I am trying to write a faster Parquet reader (faster than the one in Parquet.jl atm).
One interesting problem that I encountered is this: How to efficiently unpack a set of bit-packed integers into Vector{T<:Unsigned}
for some T
?
The data is stored in a bit-packed way explained here (see point 1).
See exerpt
So basically given a Vector{UInt8}
of bit-packed values. How do I convert it back Vector{T<:Unsigned}
For example, if
bit_packed = UInt8[161]
and say the bitwidth is 1, i.e every bit represents a value.
The binary form of 161 is 10100001
, so it should unpack to
UInt8[1, 0, 0, 0, 0, 1, 0, 1]
For this case, I think digits
works very well, e.g.
reverse(digits(UInt8(161), base = 2, pad = 8))
For bitwidth greater than 1, I can do bitshift and then do a similar trick.
E.g. consider the pictured example where bitwidth = 3
and I have bit-packed
unpacked = UInt8[0, 1, 2, 3, 4, ,5, 6, 7]

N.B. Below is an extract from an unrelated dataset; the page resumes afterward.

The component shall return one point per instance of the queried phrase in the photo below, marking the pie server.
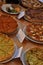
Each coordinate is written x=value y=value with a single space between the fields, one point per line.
x=16 y=54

which gets stored packed as
UInt8[136, 198, 250]
nth_values(bitpacked, n, bitwidth) = begin
result = UInt(0)
from_bits = (n - 1)*bitwidth + 1
to_bits = n*bitwidth
from_byte = ceil(Int, from_bits / 8)
to_byte = div(to_bits - 1, 8)
to_byte = to_byte + 1
for byte in @view bitpacked[to_byte:-1:from_byte]
result = result << 8
result = result | byte
end
result = result >> (mod(from_bits-1, 8))
result & UInt(2^bitwidth - 1)
end
nth_values.(Ref(bitpacked), 1:8, 3)
which yields
UInt8[0, 1, 2, 3, 4, 5, 6, ,7]
but I feel it’s a bit unsatisfactory and may be quite slow. I wonder if there are well known algorithm for faster unpacking?